Venezia, Pippo Inzaghi rivela: “Sarei andato al Napoli. Ancelotti mi ha insegnato tanto”

Serie B, risultati, classifica e highlights 10^ giornataVENEZIA, PIPPO INZAGHI RIVELA – Con il suo Venezia sta giocandosi l’accesso al prossimo campionato di Serie A. Pippo Inzaghi si sta dimostrando un valido tecnico, ma lui intende stare coi piedi per terra soprattutto dopo l’esperienza complicata sulla panchina del Milan. In un’intervista a Il Corriere dello Sport Inzaghi rivela il nome di colui che lo ha indirizzato verso questa strada: Il tecnico più importante della mia carriera è stato Ancelotti, che mi ha allenato per più di dieci anni. E sappiamo tutti Ancelotti che persona sia… Ma ringrazio tutti gli allenatori che ho avuto: mi hanno fatto amare questa professione. Io non ho mai mancato di rispetto all’allenatore, non ho mai mandato a quel paese qualcuno perché mi aveva cambiato o lasciato in panchina. Questa è una cosa importante in un rapporto tra giocatore e allenatore”. 

AD UN PASSO DAL NAPOLI

Inzaghi racconta anche di quella volta in cui, da calciatore, era stato vicinissimo al Napoli: “Sarei andato a Napoli molto volentieri, ma nel calcio non si può mai sapere quello che può succedere e come sarebbe stata la carriera. Rinunciai non per Boskov, ma perché, la sera della decisione da prendere, si giocò il ritorno, a Parma, della partita con l’Halmstad. All’andata in Svezia avevamo perso 3-0 e il  ritorno si presentava proibitivo, sulla carta. Ma io feci gol dopo quaranta secondi e vincemmo 4 a 0. Quella sera la società del Parma decise di non mandarmi più a Napoli. La verità è tutta qua, non ci sono altre cose”. 

L’ESPERIENZA ALLA GUIDA DEL MILAN

Naturalmente Pippo Inzaghi non puo’ non ricordare l’esperienza da tecnico al Milan: “Quando ho allenato il Milan sono stati anni difficili per tutti, però devo dire che quei mesi mi sono serviti molto e mi serviranno molto, nella mia carriera.
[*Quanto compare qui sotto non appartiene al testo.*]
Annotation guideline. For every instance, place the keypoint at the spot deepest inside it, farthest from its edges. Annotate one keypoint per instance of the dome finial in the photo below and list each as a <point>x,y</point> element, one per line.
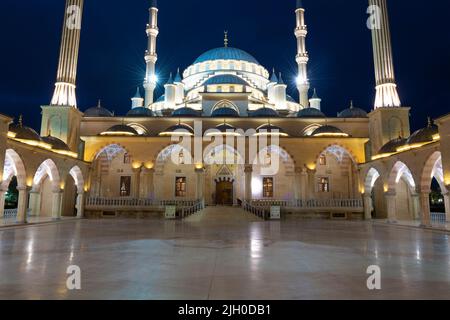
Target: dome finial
<point>225,40</point>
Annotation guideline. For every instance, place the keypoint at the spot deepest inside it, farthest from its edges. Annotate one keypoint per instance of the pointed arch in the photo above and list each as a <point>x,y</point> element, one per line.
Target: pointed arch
<point>401,171</point>
<point>47,169</point>
<point>14,166</point>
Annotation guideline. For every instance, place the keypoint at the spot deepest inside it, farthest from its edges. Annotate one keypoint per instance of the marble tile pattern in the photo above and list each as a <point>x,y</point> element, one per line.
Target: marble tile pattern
<point>223,253</point>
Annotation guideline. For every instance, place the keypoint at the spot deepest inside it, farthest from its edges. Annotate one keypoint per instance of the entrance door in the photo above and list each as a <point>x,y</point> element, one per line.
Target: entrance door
<point>224,193</point>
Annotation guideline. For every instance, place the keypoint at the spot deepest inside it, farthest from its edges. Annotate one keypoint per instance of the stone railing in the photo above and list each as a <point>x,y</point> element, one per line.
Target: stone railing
<point>325,204</point>
<point>259,211</point>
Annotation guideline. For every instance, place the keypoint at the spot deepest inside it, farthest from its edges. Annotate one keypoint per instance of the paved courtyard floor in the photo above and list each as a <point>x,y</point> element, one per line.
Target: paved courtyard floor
<point>223,253</point>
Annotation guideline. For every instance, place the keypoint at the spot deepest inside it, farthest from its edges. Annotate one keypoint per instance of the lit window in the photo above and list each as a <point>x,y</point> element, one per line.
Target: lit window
<point>324,185</point>
<point>323,160</point>
<point>268,187</point>
<point>125,186</point>
<point>180,187</point>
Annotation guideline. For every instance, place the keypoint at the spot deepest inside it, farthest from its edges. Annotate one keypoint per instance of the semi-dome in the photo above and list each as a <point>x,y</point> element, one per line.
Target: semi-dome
<point>180,129</point>
<point>353,112</point>
<point>225,112</point>
<point>226,79</point>
<point>424,135</point>
<point>328,131</point>
<point>310,113</point>
<point>21,132</point>
<point>185,112</point>
<point>98,111</point>
<point>56,143</point>
<point>265,113</point>
<point>269,129</point>
<point>226,53</point>
<point>140,112</point>
<point>120,130</point>
<point>392,146</point>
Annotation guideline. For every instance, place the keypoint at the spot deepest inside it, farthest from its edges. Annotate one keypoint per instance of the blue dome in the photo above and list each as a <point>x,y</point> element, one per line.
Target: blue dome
<point>140,112</point>
<point>265,113</point>
<point>226,79</point>
<point>185,112</point>
<point>310,113</point>
<point>225,112</point>
<point>226,53</point>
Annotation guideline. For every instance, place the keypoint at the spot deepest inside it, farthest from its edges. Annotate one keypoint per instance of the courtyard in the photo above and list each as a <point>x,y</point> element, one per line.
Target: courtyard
<point>223,253</point>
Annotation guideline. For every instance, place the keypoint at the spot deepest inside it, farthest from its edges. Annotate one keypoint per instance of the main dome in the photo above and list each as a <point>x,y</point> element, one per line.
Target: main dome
<point>226,53</point>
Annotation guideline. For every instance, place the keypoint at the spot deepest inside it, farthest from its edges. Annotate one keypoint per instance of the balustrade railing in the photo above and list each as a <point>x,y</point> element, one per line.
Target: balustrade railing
<point>311,204</point>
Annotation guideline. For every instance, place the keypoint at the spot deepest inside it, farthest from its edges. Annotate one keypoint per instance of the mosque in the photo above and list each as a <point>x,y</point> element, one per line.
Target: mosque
<point>192,146</point>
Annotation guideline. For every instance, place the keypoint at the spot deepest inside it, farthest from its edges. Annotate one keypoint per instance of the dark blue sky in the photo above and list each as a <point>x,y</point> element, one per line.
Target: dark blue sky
<point>113,42</point>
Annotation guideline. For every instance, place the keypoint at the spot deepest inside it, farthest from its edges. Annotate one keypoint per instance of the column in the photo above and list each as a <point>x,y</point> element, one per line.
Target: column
<point>136,182</point>
<point>447,206</point>
<point>22,205</point>
<point>415,199</point>
<point>425,209</point>
<point>248,182</point>
<point>57,203</point>
<point>80,204</point>
<point>35,203</point>
<point>368,206</point>
<point>199,186</point>
<point>391,206</point>
<point>2,203</point>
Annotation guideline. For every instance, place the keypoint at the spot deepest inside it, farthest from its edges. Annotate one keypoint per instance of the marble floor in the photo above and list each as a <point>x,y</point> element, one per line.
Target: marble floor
<point>223,253</point>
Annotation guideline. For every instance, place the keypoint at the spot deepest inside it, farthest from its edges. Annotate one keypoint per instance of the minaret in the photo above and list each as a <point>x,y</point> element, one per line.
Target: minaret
<point>386,88</point>
<point>302,55</point>
<point>150,55</point>
<point>64,94</point>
Mi hanno convinto di poter fare questo lavoro: in una stagione complicata abbiamo tenuto il gruppo unito fino all’ultima partita e le ultime quattro  le abbiamo vinte. Mai nessun giocatore mi ha mancato di rispetto, nonostante fossi un allenatore giovane. Questo mi ha dato grande convinzione nei miei mezzi per cui, dopo,  aspettavo solo di ripartire, di poter fare quello che mi piace nel modo giusto. Quello che sta accadendo a Venezia”. 
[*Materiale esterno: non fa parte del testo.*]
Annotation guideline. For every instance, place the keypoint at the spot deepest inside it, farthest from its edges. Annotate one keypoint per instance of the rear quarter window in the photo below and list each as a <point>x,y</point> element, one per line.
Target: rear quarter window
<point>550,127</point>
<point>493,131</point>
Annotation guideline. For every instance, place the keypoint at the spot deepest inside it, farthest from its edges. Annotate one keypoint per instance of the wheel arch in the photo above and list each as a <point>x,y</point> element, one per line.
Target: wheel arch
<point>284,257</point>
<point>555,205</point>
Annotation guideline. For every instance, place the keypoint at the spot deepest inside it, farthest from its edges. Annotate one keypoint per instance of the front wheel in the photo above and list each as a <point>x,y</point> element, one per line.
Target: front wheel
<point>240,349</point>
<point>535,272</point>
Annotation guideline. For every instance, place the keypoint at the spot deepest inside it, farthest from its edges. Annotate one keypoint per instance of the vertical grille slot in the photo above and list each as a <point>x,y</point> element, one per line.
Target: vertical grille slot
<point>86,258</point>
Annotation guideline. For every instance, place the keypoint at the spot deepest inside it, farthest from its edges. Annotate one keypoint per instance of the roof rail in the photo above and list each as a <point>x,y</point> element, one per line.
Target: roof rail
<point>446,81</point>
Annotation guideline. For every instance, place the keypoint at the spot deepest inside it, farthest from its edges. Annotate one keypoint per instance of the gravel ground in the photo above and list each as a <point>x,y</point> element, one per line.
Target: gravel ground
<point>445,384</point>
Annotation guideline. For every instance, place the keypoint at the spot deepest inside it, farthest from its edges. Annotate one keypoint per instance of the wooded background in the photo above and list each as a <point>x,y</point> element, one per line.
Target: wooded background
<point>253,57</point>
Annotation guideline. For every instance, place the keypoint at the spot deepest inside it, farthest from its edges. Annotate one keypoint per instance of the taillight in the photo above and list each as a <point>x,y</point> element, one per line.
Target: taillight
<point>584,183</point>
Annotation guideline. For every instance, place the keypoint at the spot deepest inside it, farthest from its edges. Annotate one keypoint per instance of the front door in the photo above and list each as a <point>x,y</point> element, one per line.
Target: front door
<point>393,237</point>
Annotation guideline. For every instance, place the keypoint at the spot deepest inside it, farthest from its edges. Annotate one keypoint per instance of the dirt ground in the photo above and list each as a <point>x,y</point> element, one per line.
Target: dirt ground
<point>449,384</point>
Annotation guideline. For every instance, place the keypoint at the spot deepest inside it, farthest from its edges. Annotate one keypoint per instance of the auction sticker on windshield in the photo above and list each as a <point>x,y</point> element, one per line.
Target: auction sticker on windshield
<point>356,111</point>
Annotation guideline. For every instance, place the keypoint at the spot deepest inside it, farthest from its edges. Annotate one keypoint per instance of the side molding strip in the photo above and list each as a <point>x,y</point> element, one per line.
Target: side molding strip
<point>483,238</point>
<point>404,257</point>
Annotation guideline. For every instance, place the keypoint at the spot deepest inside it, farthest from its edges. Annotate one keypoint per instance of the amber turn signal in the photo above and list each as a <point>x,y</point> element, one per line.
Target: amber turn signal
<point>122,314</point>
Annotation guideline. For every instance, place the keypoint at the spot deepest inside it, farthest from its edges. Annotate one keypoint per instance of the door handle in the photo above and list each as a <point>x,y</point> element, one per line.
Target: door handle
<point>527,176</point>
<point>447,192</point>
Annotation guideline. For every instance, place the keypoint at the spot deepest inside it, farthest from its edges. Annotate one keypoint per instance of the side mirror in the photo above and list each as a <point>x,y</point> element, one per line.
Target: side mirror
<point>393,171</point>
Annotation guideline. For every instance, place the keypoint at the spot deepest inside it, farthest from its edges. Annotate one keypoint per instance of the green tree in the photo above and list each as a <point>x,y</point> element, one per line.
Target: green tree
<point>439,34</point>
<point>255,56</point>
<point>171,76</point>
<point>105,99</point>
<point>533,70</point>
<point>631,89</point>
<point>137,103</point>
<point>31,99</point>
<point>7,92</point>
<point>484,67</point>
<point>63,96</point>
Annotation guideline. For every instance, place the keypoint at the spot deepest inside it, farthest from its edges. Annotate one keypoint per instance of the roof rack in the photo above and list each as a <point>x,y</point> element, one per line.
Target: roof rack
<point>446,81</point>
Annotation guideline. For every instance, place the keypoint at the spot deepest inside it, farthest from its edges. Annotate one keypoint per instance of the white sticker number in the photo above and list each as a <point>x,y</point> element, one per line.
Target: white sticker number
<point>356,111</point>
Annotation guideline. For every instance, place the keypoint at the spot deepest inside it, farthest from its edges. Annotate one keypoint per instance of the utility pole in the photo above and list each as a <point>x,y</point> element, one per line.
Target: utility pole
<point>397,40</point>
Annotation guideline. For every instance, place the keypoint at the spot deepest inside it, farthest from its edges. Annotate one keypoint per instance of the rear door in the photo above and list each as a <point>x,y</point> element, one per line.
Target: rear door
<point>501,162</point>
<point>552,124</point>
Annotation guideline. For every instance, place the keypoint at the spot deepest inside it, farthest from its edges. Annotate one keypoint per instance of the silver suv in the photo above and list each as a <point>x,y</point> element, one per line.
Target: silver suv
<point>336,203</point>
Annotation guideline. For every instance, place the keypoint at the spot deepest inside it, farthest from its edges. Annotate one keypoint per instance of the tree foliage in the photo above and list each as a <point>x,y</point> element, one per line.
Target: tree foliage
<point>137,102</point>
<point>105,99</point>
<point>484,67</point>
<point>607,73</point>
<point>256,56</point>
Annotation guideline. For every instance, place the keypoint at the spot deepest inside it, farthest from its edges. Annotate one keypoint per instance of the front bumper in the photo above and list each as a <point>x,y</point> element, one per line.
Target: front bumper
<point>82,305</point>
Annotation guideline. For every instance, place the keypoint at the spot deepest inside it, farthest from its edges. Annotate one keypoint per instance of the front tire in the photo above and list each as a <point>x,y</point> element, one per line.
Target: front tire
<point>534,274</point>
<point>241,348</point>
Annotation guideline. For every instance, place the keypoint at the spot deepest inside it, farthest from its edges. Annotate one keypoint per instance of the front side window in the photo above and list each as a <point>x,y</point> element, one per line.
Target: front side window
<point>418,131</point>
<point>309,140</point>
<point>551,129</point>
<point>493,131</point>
Infine si chiude con un commento su quanto di buono sta facendo il fratello Simone alla guida della Lazio: Mio fratello Simone sta facendo qualcosa di straordinario perché è molto preparato, va a Formello alle otto di mattina e va via alle otto di sera. La società gli ha dato fiducia, ha preso dei giocatori importanti e lui sta facendo bene. Il nuovo Inzaghi? E’ difficile fare paragoni perché ognuno è se stesso. Devo dire che il parallelo fatto da Simone tra me e Immobile mi piace. Immobile ha caratteristiche sue, però mi pare ci unisca la grinta, la determinazione”.